BM: He’s expensive. I would say he took a significant part of the budget. But he and Jane are the same age, and they’re just two icons. We showed him some stuff we had already started cutting. And he wasn’t aware of Jane’s narrative, but he was immediately struck by the cinematography, and I think he recognized what we were trying to do.

It was interesting because I needed a romantic score, and that’s not necessarily the thing you go to Philip for. But when we got the first set of cues back—it was the first five cues, almost as they exist in the film right now—and I was listening to them with my wife, and she goes, “He’s falling in love with her.” And when I got on the phone with Philip, he goes, “I don’t know if you realized it, but, uh, I think I’m falling in love.” And I said, “No, it’s definitely coming through, and it’s working!”

MM: The final denouement, with the montage and the score reaching its crescendo, is just gorgeous. Were you guiding Philip toward that moment?

BM: Oh, he was so hostile. I kept getting from his team, “Philip doesn’t do DUH DUH DUH DUH” [exaggerates dramatic musical notes]. And it was a tug of war. I knew we needed it. The whole movie was an opera! So we had to build to a big crescendo. And the film was all designed for that.

MM: What sort of documentary subject can we expect from you next?
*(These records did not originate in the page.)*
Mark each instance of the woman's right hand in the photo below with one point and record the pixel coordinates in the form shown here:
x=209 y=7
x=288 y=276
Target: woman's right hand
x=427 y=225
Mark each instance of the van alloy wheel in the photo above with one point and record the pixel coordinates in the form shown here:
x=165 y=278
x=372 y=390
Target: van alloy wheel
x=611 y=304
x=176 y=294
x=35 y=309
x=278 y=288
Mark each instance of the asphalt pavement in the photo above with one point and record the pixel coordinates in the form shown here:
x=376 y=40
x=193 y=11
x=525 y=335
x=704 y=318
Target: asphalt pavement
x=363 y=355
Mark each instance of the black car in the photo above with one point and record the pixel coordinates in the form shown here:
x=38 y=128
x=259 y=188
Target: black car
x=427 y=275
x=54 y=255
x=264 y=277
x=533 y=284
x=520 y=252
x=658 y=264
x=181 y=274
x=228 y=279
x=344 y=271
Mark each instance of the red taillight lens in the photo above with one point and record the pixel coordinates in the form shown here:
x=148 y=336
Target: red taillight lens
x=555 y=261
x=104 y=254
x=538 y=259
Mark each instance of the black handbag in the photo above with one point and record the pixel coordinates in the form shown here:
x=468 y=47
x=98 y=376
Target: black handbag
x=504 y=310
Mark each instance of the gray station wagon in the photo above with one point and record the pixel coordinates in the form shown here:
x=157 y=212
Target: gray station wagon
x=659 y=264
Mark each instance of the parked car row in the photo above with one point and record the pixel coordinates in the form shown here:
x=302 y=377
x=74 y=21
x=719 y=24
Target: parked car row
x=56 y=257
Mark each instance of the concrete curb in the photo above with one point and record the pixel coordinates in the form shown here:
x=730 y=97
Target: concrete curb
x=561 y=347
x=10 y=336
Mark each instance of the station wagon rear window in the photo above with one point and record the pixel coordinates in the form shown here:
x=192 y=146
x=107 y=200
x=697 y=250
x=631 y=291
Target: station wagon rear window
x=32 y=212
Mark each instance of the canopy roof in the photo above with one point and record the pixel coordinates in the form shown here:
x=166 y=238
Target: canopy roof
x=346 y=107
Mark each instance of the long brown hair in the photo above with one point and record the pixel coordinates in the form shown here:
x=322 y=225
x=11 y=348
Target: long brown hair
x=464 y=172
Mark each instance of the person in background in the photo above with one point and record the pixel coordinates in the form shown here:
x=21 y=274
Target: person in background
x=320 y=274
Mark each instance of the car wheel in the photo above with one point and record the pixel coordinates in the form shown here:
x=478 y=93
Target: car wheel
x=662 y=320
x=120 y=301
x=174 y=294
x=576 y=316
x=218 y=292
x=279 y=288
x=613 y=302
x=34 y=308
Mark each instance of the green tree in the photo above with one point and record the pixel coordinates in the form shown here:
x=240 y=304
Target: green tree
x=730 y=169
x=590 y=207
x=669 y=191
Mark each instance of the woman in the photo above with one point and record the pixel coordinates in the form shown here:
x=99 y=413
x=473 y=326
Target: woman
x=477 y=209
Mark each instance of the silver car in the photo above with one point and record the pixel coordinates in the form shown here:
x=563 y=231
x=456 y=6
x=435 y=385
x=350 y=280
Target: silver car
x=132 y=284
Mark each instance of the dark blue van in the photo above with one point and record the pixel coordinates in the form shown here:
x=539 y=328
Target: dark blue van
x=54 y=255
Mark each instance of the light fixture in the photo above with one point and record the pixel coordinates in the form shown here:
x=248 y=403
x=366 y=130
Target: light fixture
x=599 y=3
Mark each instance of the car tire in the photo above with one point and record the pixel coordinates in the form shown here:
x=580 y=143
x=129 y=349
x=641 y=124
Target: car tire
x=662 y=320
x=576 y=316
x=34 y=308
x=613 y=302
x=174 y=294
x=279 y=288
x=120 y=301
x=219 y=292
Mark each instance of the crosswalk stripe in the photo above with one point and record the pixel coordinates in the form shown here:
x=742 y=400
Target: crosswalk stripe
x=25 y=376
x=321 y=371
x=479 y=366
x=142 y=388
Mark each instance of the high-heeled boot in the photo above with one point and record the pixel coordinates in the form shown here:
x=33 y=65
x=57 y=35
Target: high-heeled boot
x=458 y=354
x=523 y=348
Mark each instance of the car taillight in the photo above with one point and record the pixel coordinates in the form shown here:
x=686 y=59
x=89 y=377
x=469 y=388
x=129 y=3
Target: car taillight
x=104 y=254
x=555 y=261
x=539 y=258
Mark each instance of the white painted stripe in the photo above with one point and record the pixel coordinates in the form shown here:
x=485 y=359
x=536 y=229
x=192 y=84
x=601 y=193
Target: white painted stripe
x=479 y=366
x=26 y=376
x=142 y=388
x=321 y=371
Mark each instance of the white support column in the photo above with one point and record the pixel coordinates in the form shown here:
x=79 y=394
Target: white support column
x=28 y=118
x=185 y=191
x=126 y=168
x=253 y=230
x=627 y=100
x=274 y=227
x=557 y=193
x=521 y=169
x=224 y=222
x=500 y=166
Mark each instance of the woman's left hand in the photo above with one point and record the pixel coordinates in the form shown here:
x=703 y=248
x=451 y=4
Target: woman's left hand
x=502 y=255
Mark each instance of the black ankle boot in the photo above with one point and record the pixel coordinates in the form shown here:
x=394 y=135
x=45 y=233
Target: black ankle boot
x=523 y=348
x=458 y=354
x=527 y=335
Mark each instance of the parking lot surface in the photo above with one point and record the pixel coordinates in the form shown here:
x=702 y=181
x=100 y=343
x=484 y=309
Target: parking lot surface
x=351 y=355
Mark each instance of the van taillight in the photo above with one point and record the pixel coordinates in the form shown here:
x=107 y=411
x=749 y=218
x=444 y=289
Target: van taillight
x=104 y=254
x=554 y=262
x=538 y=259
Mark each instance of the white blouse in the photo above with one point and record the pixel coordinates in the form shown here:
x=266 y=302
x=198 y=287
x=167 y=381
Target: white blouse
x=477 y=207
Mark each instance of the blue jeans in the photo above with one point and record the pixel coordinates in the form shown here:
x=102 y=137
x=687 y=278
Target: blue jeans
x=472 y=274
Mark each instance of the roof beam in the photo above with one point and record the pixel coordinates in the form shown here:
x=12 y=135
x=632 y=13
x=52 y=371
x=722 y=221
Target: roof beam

BM: I can’t announce it yet, but I’m going back to the rock realm. But I think I’m moving away from narrative a little bit. The next set of films is going to be more experiential. I’ve always tried to create experiential cinema, but the stuff I’m working toward is a sort of understanding that, with icons, we know the story. But what I want to get in a theatrical experience is the heart and soul. So with some of these artists, you know, I don’t want to hear that they were born in 1942. That means nothing to me. Let me drink their fucking blood, you know what I mean? I wanna get inside of them. So that’s what we’re gonna try to do. MM

Jane opens in theaters October 20, 2017, courtesy of Abramorama.